Hay himnos que se vuelven piedra con el tiempo, y piedras que, en un acto de alquimia sonora, pueden convertirse en himnos. Sekía, una banda tallada por más de dos décadas en la cantera del rock, no versiona “La Puerta de Alcalá”; la trasplanta. La arranca del asfalto madrileño y la enraíza en la tierra áspera y solar del Puig Campana. Este no es un gesto de apropiación, sino de pertenencia. Es la reivindicación de un nuevo monumento, no construido por manos humanas, sino erguido por el tiempo y la geografía, que se yerge como testigo de una historia más antigua y silenciosa.
La distorsión de las guitarras no es aquí simple ruido; es el lenguaje de la roca misma, la voz eléctrica de una montaña que ha visto pasar siglos. Al elevar el Puig Campana a la categoría de símbolo musical, Sekía ejecuta un acto de significado profundo: devuelve la épica al paisaje.

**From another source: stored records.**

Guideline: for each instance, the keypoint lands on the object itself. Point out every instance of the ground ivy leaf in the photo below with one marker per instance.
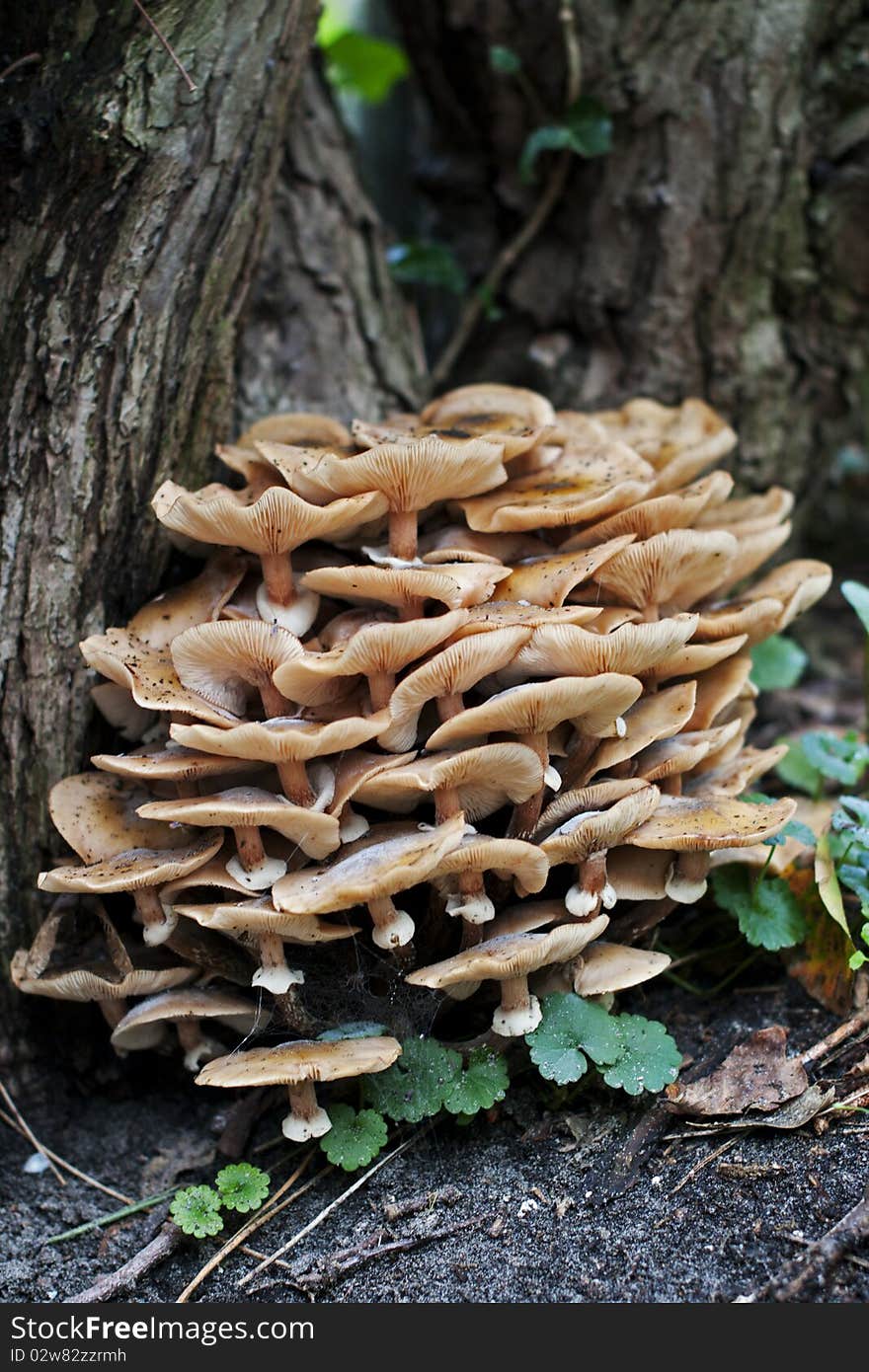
(484, 1082)
(650, 1058)
(242, 1187)
(418, 1084)
(572, 1028)
(355, 1138)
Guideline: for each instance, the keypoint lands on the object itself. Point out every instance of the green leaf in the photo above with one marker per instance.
(504, 60)
(777, 663)
(353, 1029)
(197, 1212)
(418, 1084)
(650, 1058)
(426, 263)
(857, 595)
(572, 1028)
(484, 1082)
(242, 1187)
(362, 66)
(355, 1139)
(767, 911)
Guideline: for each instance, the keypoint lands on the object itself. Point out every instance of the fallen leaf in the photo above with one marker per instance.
(756, 1075)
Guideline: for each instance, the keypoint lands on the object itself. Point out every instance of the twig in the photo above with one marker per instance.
(162, 38)
(335, 1203)
(261, 1217)
(516, 246)
(62, 1163)
(820, 1259)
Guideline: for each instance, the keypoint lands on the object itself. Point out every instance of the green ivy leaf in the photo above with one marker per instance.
(197, 1212)
(777, 663)
(650, 1058)
(418, 1084)
(572, 1028)
(242, 1187)
(504, 60)
(767, 911)
(484, 1082)
(364, 66)
(355, 1139)
(426, 263)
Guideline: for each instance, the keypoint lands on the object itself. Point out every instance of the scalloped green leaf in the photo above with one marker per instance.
(355, 1139)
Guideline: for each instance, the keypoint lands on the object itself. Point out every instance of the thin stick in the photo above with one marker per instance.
(263, 1216)
(166, 44)
(334, 1205)
(516, 246)
(62, 1163)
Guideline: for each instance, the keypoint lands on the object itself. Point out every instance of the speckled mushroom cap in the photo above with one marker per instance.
(301, 1061)
(379, 865)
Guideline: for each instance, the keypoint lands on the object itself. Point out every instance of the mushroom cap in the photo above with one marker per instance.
(504, 956)
(221, 661)
(608, 967)
(283, 738)
(456, 584)
(369, 869)
(137, 1027)
(275, 521)
(290, 1063)
(685, 823)
(383, 647)
(148, 672)
(592, 703)
(485, 780)
(250, 805)
(194, 602)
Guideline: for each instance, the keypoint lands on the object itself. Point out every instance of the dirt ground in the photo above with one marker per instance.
(534, 1193)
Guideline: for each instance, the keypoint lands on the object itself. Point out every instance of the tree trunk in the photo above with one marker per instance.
(720, 250)
(133, 220)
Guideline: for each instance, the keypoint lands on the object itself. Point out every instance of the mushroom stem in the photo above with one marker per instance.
(277, 576)
(306, 1119)
(380, 686)
(519, 1012)
(158, 921)
(393, 928)
(403, 534)
(295, 784)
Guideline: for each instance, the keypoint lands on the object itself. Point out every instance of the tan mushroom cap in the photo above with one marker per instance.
(593, 704)
(384, 647)
(608, 967)
(504, 957)
(252, 807)
(450, 672)
(454, 584)
(301, 1061)
(169, 762)
(685, 823)
(133, 869)
(150, 674)
(224, 661)
(678, 509)
(632, 649)
(275, 521)
(194, 602)
(485, 778)
(674, 570)
(548, 580)
(371, 869)
(583, 485)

Frente a la nostalgia estéril, oponen la potencia del origen; frente al canto a un pasado urbano, entonan una oda a la permanencia telúrica. El rock se revela así no como un género, sino como una fuerza geológica capaz de modelar el sentido de un lugar.
Este proyecto, autogestionado y fiel a su esencia, es un ejercicio de autenticidad en una industria often volcada en lo efímero. Al grabar sus propias gestas en el “Diario de una banda”, convierten el acto de crear en un relato vivo. Su presentación en el Iberia Festival no será solo un concierto, sino la reafirmación de un territorio sonoro conquistado a pulso. Sekía no pide un lugar en el panteón del rock; talla el suyo propio, a mandarriazos, en la piedra viva de su verdad.